En el trienio 1870 a 1873, tras la capitulación de Sudán, en la guerra franco-prusiana, llegó el derrumbamiento del régimen imperial. A principios de septiembre, una muchedumbre impresionante rodeaba las Tullerías. Hasta las habitaciones de la emperatriz llegaban airados gritos: "¡Muera la española! ¡Viva la República!". Eugenia pensaba en el destino de la reina María Antonieta. La emperatriz abdica y sale disfrazada de palacio para refugiarse en casa de su dentista. Días más tarde, parte para Chislehurst (Londres). El 8 de enero de 1873, moría el marido y el 1 de enero de 1879, fallecía su hijo, luchando bajo bandera inglesa contra los zulúes.
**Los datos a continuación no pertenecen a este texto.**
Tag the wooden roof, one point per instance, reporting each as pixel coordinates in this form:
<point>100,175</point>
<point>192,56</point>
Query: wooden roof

En un viaje exhaustivo y peligroso, llegaba la madre a velar el cuerpo de su hijo, en una tienda de campaña.
La ex emperatriz se convierte en una sombra errante que pasea su tragedia por Europa. Granada figuró en dos ocasiones en sus itinerarios. Visitó la Ahambra y dejó constancia en el libro de oro, como Condesa de Pierrefonds, título que utilizaba en sus viajes. En la segunda ocasión estuvo en su casa natal, en la calle de Gracia, donde pudo ver el azulejo que recordaba la peripecia de su nacimiento.
En 1914, al estallar la Primera Guerra Mundial, Eugenia de Montijo regresó a Inglaterra, transformando su residencia de Farngorough en hospital de sangre, al cual, cumplidos ya sus 88 años, consagrará sus energías.
Eugenia de Montijo moría en Madrid, en el palacio de Liria, el 10 de julio de 1919. Fue enterrada junto a su hijo y su marido, en Farnborough (Londres). Como mujer, su vida la habían alumbrado esplendorosas vivencias de gran magnitud e intensidad, barridos por las borrascas más asoladoras, en primer lugar, como madre, la muerte de su hijo, a los 22 años.